On 18 May 2018, HMRC published a consultation seeking the best way to tackle non-compliance with the off-payroll working rules, known as IR35.
IR35 was intended to ensure that an individual, engaged through a personal service company (PSC) but working as if they were an employee, pays the same Income Tax and National Insurance contributions (NICs) as they would if they were employed directly. Although it came to exist 18 years ago, it so far has failed to mature into the revenue-protecting regime that HMRC had once hoped it would.
The number of individuals working through a PSC has grown rapidly in recent years. If an individual is working like a consultant (based on factors such as whether they decide how and when they do the work) then HMRC does not have an issue. However, if the individual is working as if they were an employee but using a PSC to avoid PAYE/National Insurance, then they are getting an unfair advantage.
Additionally, there has been a concern that some ‘end-users’ (i.e. the person who receives the individual’s services) have required workers to provide their services through a PSC, giving the ‘end-user payer’ an immediate saving on employer NICs.

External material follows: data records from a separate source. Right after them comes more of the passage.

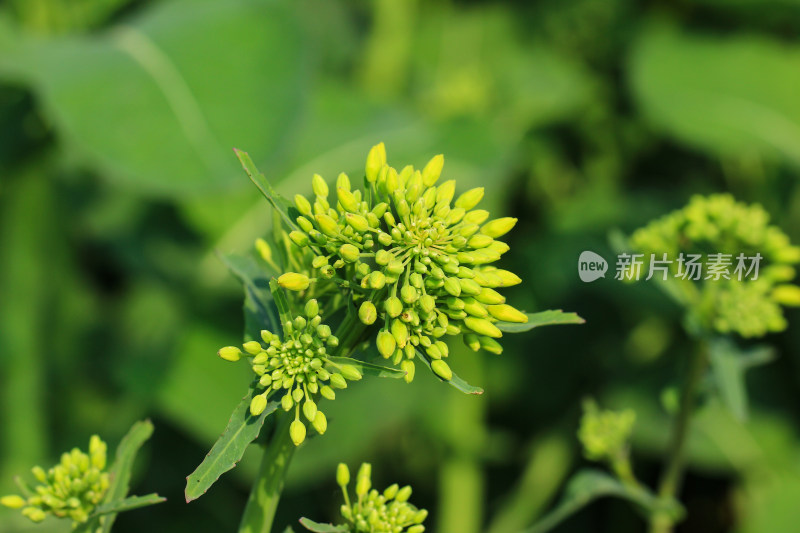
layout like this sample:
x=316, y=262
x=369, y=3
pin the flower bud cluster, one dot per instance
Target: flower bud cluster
x=719, y=224
x=418, y=261
x=71, y=489
x=296, y=369
x=603, y=433
x=378, y=512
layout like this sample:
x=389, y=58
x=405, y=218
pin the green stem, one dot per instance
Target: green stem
x=662, y=521
x=266, y=491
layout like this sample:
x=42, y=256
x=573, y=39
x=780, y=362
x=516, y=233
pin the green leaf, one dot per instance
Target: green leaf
x=287, y=209
x=322, y=528
x=455, y=381
x=258, y=313
x=544, y=318
x=284, y=311
x=588, y=485
x=729, y=364
x=242, y=429
x=128, y=504
x=120, y=471
x=182, y=83
x=731, y=96
x=370, y=368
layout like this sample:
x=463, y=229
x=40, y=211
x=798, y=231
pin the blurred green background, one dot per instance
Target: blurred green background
x=581, y=117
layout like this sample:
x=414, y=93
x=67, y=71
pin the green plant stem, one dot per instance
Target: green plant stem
x=662, y=521
x=266, y=491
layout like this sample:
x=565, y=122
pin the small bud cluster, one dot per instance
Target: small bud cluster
x=418, y=262
x=719, y=224
x=603, y=433
x=71, y=489
x=378, y=512
x=297, y=368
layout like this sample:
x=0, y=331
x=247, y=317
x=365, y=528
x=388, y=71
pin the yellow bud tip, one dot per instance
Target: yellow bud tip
x=294, y=281
x=13, y=501
x=297, y=431
x=230, y=353
x=442, y=369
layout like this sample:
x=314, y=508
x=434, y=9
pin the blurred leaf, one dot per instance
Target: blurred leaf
x=242, y=429
x=369, y=368
x=287, y=209
x=588, y=485
x=159, y=101
x=455, y=381
x=128, y=504
x=258, y=314
x=729, y=364
x=730, y=96
x=120, y=471
x=544, y=318
x=322, y=528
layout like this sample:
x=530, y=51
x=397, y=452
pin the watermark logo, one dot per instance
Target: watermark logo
x=591, y=266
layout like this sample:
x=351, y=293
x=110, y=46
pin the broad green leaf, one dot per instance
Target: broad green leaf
x=128, y=504
x=370, y=368
x=729, y=364
x=730, y=95
x=287, y=209
x=158, y=101
x=590, y=484
x=120, y=471
x=241, y=430
x=455, y=381
x=322, y=528
x=258, y=313
x=543, y=318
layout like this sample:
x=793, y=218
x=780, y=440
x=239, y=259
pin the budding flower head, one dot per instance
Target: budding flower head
x=604, y=434
x=71, y=489
x=416, y=262
x=378, y=512
x=753, y=263
x=295, y=370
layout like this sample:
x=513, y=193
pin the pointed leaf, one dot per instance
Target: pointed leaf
x=544, y=318
x=128, y=504
x=588, y=485
x=120, y=471
x=242, y=429
x=370, y=368
x=455, y=381
x=322, y=528
x=283, y=206
x=258, y=313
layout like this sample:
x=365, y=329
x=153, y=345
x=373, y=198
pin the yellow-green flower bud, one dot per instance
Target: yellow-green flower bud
x=350, y=372
x=230, y=353
x=297, y=432
x=498, y=227
x=483, y=327
x=409, y=368
x=12, y=501
x=367, y=313
x=319, y=186
x=386, y=343
x=293, y=281
x=349, y=253
x=376, y=159
x=470, y=199
x=442, y=369
x=252, y=347
x=320, y=422
x=258, y=404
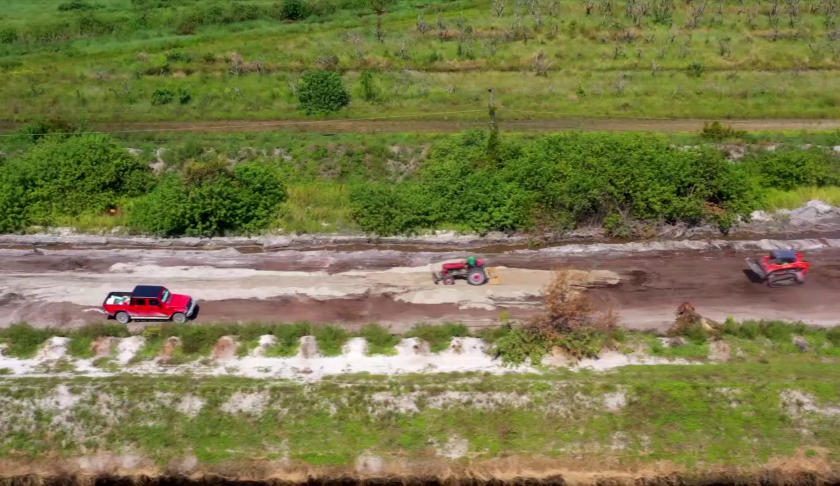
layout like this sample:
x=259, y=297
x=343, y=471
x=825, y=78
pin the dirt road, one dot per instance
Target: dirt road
x=65, y=287
x=446, y=126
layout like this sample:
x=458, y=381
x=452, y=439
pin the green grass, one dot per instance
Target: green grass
x=317, y=208
x=598, y=65
x=695, y=417
x=380, y=341
x=438, y=336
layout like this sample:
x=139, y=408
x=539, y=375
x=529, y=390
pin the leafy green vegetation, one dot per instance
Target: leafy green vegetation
x=628, y=183
x=242, y=59
x=633, y=415
x=322, y=92
x=514, y=345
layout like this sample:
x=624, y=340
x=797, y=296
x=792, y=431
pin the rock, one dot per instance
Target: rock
x=225, y=349
x=802, y=344
x=169, y=347
x=309, y=347
x=102, y=346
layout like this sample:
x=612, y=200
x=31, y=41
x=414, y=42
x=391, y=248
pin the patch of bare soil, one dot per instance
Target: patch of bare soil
x=128, y=470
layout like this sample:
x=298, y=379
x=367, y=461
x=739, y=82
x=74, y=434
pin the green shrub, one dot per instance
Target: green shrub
x=8, y=35
x=331, y=339
x=558, y=180
x=379, y=340
x=294, y=10
x=211, y=199
x=695, y=69
x=520, y=346
x=75, y=5
x=322, y=92
x=68, y=176
x=788, y=168
x=162, y=96
x=184, y=96
x=23, y=340
x=367, y=83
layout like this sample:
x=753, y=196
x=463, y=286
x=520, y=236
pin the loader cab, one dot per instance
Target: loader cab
x=783, y=257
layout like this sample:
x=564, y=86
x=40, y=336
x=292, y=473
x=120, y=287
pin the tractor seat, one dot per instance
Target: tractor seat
x=783, y=256
x=454, y=266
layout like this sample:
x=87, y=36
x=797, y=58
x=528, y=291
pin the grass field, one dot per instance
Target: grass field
x=104, y=60
x=697, y=418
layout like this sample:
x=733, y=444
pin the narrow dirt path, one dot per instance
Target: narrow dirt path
x=65, y=288
x=447, y=126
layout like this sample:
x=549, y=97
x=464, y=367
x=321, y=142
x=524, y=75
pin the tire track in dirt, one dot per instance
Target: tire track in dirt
x=651, y=287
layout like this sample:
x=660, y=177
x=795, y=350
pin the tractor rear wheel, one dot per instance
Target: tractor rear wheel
x=477, y=276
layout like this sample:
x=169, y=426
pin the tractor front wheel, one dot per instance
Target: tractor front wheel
x=477, y=276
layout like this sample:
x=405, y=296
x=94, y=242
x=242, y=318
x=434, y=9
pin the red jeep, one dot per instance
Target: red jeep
x=781, y=267
x=149, y=302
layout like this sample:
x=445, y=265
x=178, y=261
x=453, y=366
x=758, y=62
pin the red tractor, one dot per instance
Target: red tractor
x=470, y=269
x=780, y=268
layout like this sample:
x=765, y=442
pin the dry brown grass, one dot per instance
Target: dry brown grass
x=533, y=471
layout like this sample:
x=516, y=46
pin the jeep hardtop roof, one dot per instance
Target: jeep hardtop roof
x=147, y=291
x=785, y=255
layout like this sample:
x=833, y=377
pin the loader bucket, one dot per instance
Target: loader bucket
x=756, y=267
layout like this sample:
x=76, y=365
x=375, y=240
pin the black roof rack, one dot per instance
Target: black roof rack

The PSC currently has to decide whether IR35 applies and to operate and pay PAYE and National Insurance if it does. The individual worker, who owns the PSC, may not be fully aware of IR35 or may decide that HMRC is unlikely to focus on a small company (i.e. the PSC). HMRC has estimated IR35 non-compliance to be at around 90% with a cost to the Exchequer projected to reach £1.2 billion a year by 2022/23.
However, IR35 is not without problems. Enquiries and enforcement actions are typically costly and lengthy. Further problems include monitoring the growing number of PSCs, each PSC representing a relatively small tax exposure and, in many cases, PSCs lacking sufficient assets to meet pay any taxes due even where enforcement is successful.
Following a 2016 consultation, IR35 for those in the public sector was reformed with effect from April 2017. The current consultation considers if and how IR35 in the private sector should be changed – in short, it is likely rules the same as (or very similar to) those now applying to the public sector will be extended to the private sector.
The revised public sector rules switched the obligation to comply with IR35 from the PSC in two key respects:
- First, the ‘end-user’ (not the PSC) determines whether an individual working through a PSC should be regarded as employed (in which case IR35 applies)
- Second (where IR35 applies), the person who pays the PSC (e.g. the ‘end-user’ or, sometimes, an employment agency) assumes the responsibility for Income Tax (including operating PAYE) and NICs compliance.
In effect, HMRC has ‘outsourced’ its IR35 administration and compliance function to ‘end-users’. Crucially, ‘end-users’ are at risk of challenge by HMRC if they get it wrong, not the PSC. The ‘end-users’ will generally have bigger pockets and be more concerned about tax compliance than PSCs. The public sector changes were widely interpreted as a trial for extension to the much larger private sector.
Concerns have been expressed about the nature and scope of the public sector changes. These include:
- ‘End-users’ applying the rules too cautiously (i.e. the default position is to conclude, incorrectly, that all cases fall within IR35)
- The new rules could encourage more aggressive non-compliance
- The increased administrative and compliance burden for ’end-users’
- The potentially adverse impact on UK labour market flexibility
- The two regimes result in an ‘uneven playing field’.
HMRC have, unsurprisingly, concluded that the “evidence suggests that public sector reform has been effective in increasing compliance”, has “raised an additional £410 million of income tax and NICs” and the concerns are misplaced. HMRC therefore consider extending the reform into the private sector to be “the lead option which will effectively tackle non-compliance”.
The IR35 changes can be seen as part of a wider initiative to change taxpayer behaviour and deter arrangements resembling avoidance. The problem is that this could limit the activity of genuinely commercial businesses and dissuade small start-up workers entering the market. It could also result in many workers receiving less take-home pay, new contract negotiations and increased costs for businesses or contractors providing services to less cautious (and possibly less-compliant) ‘end-users’, distorting the employment market.
The original public sector concerns are equally applicable to any extension to the private sector. Additional concerns include:
- Further complexity in cases involving intermediary agencies (highlighted by the public sector reforms where agencies have simply ignored the employment status assessment of ‘end-users’).
- The capacity of smaller ‘end-users’ to assume the additional administrative and compliance. Despite HMRC’s assertion to the contrary, assessing employment status for tax purposes is rarely straightforward.
- The time and cost of designing processes and systems for the change – early preparation will be essential (e.g. considering whether existing and new contracts take account of the potential change in responsibility for accounting for PAYE and NIC).
The consultation will close on 10 August 2018. Legislation implementing change may take effect from as soon as April 2019.
IR35 reform has proved controversial and challenging in the public sector. Its impact in the private sector is likely to be wider, more significant and more keenly felt.